Sans
dépense publique, il n’y a ni nation ni contrat social.
Qui va enfin rappeler cette réalité politique et civique
essentielle qui est devenue l'objet de la plus redoutable négation de la part
des nantis : les contributions publiques forment le tissu même du contrat social,
et si la nation est un « plébiscite de tous les jours », l'impôt y tient
lieu de bulletin de vote.
On peut, par un misérable non sens, s'en prendre aux "cocaïnomanes de la dépense publique",
mais rien ne peut entamer le fait qu'une nation s'agrège par les moyens qu'elle
met en commun pour assurer la protection de ses membres.
C'est du besoin de cette protection que naît l'idée de faire nation : la France, où l'Etat a fait la nation pour s'être
affirmé comme le protecteur le plus sûr des provinces configurant le royaume ou
rejoignant celui-ci, des villes et de leurs franchises, et des habitants des
bourgs de campagnes, en fournit le plus incontestable exemple.

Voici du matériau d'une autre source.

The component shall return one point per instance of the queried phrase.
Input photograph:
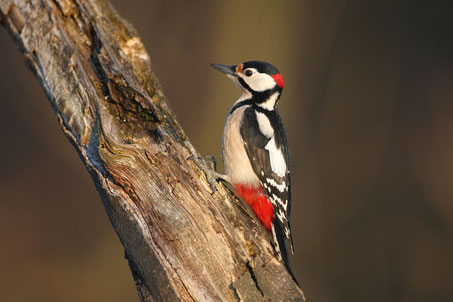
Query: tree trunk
(182, 243)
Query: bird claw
(207, 164)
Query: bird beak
(229, 70)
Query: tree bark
(182, 243)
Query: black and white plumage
(255, 149)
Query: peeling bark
(182, 244)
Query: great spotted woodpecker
(255, 150)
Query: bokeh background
(369, 115)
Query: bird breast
(235, 158)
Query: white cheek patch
(264, 124)
(278, 164)
(269, 104)
(259, 81)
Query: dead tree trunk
(182, 244)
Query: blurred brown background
(368, 110)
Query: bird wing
(264, 139)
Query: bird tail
(281, 250)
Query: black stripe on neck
(261, 96)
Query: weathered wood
(182, 244)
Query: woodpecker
(255, 150)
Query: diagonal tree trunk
(182, 244)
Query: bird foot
(208, 165)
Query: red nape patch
(278, 79)
(259, 203)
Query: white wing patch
(264, 124)
(276, 157)
(276, 247)
(281, 187)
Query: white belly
(235, 159)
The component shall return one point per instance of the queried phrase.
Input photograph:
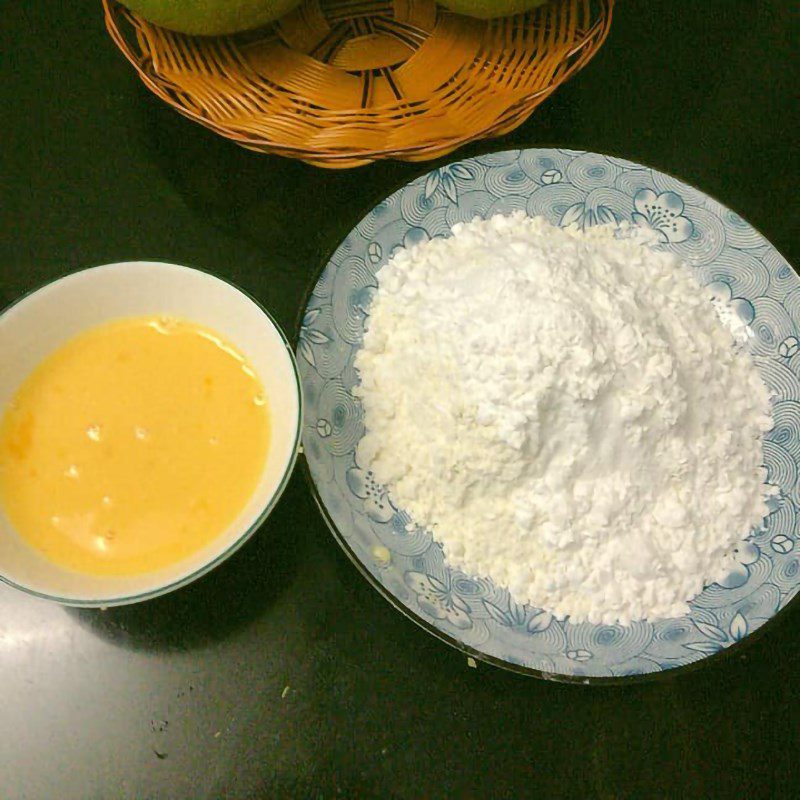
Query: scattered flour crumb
(566, 413)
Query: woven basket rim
(513, 105)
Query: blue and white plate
(567, 187)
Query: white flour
(567, 415)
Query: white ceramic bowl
(43, 320)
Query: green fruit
(486, 9)
(210, 17)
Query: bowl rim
(121, 600)
(734, 649)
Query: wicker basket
(340, 83)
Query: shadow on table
(221, 602)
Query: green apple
(486, 9)
(210, 17)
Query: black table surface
(283, 673)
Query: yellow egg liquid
(132, 446)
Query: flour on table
(566, 413)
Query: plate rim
(672, 672)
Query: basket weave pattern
(340, 83)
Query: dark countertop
(186, 696)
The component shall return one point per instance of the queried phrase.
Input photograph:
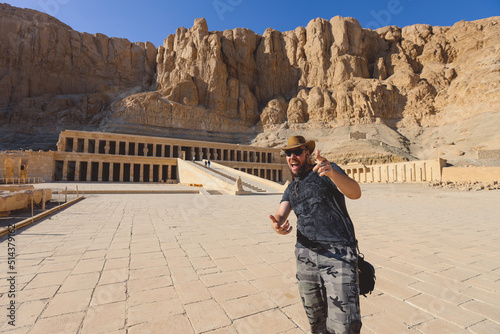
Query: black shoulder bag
(366, 271)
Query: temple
(109, 157)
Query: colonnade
(411, 171)
(141, 146)
(101, 157)
(114, 171)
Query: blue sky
(153, 21)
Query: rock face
(328, 74)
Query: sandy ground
(183, 263)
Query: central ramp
(223, 178)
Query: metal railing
(21, 180)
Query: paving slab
(196, 263)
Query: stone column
(77, 170)
(89, 171)
(65, 170)
(99, 175)
(111, 168)
(121, 171)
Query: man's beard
(303, 169)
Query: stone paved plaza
(185, 263)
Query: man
(326, 246)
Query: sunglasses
(297, 152)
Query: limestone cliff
(329, 74)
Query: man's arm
(279, 221)
(349, 187)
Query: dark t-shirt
(320, 209)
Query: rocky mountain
(325, 80)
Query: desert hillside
(416, 92)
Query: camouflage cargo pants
(327, 280)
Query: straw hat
(298, 141)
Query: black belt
(306, 242)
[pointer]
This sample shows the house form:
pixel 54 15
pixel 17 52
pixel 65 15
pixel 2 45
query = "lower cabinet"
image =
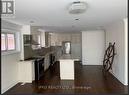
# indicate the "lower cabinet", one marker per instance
pixel 26 71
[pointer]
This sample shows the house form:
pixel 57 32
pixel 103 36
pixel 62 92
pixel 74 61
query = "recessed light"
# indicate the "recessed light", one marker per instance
pixel 31 21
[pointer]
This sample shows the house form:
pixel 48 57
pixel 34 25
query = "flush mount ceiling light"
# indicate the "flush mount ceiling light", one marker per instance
pixel 77 7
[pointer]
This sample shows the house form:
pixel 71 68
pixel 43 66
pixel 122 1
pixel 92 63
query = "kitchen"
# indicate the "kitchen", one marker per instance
pixel 46 47
pixel 62 43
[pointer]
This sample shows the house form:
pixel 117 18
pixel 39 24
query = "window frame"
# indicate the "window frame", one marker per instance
pixel 6 42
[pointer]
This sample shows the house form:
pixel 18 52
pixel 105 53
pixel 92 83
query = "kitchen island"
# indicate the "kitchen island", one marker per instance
pixel 67 69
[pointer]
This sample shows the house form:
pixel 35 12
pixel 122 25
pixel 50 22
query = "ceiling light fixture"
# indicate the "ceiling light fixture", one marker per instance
pixel 77 7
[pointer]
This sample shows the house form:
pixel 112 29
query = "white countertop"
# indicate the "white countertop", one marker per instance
pixel 68 57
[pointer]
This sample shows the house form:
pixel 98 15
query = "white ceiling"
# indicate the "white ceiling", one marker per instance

A contrario, la dénonciation systématique de l'impôt - si pour
le peuple, elle est amplement justifiée par l'injustice du système fiscal qui
ne cesse de s’aggraver - est de la part des castes privilégiées, et de leurs
porte-voix, la marque d'un aveuglement si extrême qu'il désarme l'observateur :
cumuler des mesures qui creusent les inégalités devant les contributions
publiques et la rétraction continue des services de l'Etat et de leurs moyens,
conduit nécessairement au délitement de la nation à coups de fractures sociales
accumulées.
Qui toutes ont pour première origine l'impuissance que l'Etat et
les services publics s’infligent à eux-mêmes. Par l’effet de privatisations qui
anéantissent les leviers de l’intérêt général, de paupérisations budgétaires cumulatives
et de dénaturations de l’idée même de Bien Commun.
La vraie question est
bien de savoir si les ressources créées doivent s'employer dans les
"Monopoly" des business en tous genres, ou d'abord s'investir dans la protection que la nation doit à ses
citoyens et sans laquelle sa légitimité dépérit. Et sa nécessité devient de
plus en plus en floue.
Le débat sur la taxation des carburants souligne, si besoin était,
l'incohérence des politiques fiscales poursuivies : le scandale n'est pas dans
une taxation écologique, mais dans
l'injustice effarante qui taxe au même niveau le PDG du CAC 40 – lequel, au demeurant, circule au minimum 5
jours sur 7 dans une voiture de fonction (ce qui vaut au moins autant pour le cadre dirigeant doté d’un ‘’véhicule
statutaire’’ et d’une carte de carburant, sans parler des élus ou des très hauts fonctionnaires véhiculés
par la République) -, et la caissière
d'hyper marché à temps partiel-contraint, de surcroît en charge d'une famille
monoparentale et vivant au fond d'un trou perdu.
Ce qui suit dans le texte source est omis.